The average collection period is one of the activity ratios which measures the relationship between accounts receivable and average credit sales per day. Activity ratios help businesses to measure how efficiently various accounts are converted into sales or cash. Other activity ratios include average payment period, total asset turnover and inventory turnover analysis.

It calculates how efficiently accounts receivable are collected. It indicates the quality of debtors of the business (how promptly debtors pay their bills as they come due). It is also referred to as the average age of accounts receivable, debtors collection period ratio or a collection ratio.

The formula to calculate the average collection period ratio is as follows:

Average Collection Period = Accounts receivable/Average sales per day

The figure for accounts receivable is obtained from the balance sheet and the figure for sales is obtained from the income statement. Sales must be further adjusted to credit sales, by excluding cash sales. Further, credit sales must be divided by the number of days per year to finally obtain average sales per day (average credit sales per day).

Average sales per day = Credit sales/365

# Example calculation

Assume Heroic Company has accounts receivable of \$750,000 and credit sales of \$4,050,000. Heroic Company has credit terms of 30 days. Assume 365 days year.
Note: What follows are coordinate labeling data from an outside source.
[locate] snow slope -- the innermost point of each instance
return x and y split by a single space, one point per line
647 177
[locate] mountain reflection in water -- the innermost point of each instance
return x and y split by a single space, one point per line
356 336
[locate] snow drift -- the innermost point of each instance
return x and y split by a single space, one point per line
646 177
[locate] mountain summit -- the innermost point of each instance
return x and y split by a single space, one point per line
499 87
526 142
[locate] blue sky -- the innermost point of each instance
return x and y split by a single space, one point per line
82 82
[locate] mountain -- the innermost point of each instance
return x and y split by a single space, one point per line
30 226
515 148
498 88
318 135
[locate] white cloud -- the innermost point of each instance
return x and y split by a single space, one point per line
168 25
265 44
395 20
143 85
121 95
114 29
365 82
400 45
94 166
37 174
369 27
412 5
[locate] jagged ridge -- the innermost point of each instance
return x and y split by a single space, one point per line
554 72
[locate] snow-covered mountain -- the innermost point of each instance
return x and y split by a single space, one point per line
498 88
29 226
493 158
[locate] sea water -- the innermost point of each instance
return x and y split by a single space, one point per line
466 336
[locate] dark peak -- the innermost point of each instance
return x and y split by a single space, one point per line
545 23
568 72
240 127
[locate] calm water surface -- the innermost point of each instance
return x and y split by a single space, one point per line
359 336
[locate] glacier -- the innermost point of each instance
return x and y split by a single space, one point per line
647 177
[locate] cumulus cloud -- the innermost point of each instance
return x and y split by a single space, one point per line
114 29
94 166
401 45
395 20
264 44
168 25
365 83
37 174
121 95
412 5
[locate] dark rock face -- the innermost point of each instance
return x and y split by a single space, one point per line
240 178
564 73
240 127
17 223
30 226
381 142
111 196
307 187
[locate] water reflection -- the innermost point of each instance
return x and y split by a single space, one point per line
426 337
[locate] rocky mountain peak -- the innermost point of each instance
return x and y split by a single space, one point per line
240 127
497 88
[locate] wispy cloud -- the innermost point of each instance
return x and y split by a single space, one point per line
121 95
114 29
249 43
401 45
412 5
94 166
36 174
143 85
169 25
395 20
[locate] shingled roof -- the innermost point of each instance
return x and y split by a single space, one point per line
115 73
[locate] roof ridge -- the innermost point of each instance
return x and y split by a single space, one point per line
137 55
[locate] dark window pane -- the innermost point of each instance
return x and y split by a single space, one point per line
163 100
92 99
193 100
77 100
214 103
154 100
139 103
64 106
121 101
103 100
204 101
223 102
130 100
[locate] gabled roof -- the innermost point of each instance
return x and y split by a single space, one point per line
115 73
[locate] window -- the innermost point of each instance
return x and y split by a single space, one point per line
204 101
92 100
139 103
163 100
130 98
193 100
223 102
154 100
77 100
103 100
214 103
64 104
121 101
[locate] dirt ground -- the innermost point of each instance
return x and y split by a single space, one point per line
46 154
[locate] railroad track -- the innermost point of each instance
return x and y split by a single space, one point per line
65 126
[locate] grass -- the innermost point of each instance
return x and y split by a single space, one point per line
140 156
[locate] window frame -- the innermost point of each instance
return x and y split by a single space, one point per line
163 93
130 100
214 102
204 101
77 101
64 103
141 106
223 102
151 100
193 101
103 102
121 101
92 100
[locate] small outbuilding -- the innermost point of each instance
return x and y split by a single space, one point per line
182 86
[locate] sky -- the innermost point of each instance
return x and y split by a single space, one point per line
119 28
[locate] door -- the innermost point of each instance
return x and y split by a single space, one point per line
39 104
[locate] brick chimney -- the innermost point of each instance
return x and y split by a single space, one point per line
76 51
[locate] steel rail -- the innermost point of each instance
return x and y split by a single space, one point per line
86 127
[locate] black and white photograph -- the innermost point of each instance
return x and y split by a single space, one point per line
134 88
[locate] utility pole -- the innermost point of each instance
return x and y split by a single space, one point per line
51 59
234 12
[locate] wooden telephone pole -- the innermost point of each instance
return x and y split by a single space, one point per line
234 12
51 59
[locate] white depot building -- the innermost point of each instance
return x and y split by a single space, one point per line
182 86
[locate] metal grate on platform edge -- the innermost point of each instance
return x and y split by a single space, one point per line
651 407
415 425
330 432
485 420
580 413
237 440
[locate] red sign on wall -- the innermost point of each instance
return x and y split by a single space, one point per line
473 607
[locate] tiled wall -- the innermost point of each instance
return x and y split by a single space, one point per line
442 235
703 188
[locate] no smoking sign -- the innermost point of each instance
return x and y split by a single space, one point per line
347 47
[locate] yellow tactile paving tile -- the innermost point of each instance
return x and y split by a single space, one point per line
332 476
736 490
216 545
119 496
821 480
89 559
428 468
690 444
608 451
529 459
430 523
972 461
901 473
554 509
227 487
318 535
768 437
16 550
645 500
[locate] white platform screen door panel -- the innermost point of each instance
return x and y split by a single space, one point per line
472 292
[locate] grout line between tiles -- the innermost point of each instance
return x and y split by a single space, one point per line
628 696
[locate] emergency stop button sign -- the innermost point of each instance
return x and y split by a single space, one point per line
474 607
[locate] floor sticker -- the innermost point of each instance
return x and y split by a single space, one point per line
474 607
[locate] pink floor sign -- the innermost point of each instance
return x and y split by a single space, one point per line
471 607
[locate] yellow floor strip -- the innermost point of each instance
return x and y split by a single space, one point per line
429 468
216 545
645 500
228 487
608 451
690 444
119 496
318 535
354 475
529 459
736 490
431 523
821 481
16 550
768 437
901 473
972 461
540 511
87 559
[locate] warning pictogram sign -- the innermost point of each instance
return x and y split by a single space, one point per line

The average collection period of Heroic Company is calculated as follows:

Average sales per day = Credit sales/365

= \$4,050,000/365

= \$11,095.89

Average collection period = \$750,000/\$11,095.89=67.6 days = 68 days.

It takes on average 68 days to collect the accounts receivable. However, the credit terms of Heroic Company is 30 days. This means that company’s customers have 30 days to settle their accounts.

In light of this information, it is evident that collection of accounts receivable and/or process of granting the credit to customers is inadequately managed. The performance and processes of credit and collection departments should be investigated to draw further conclusions.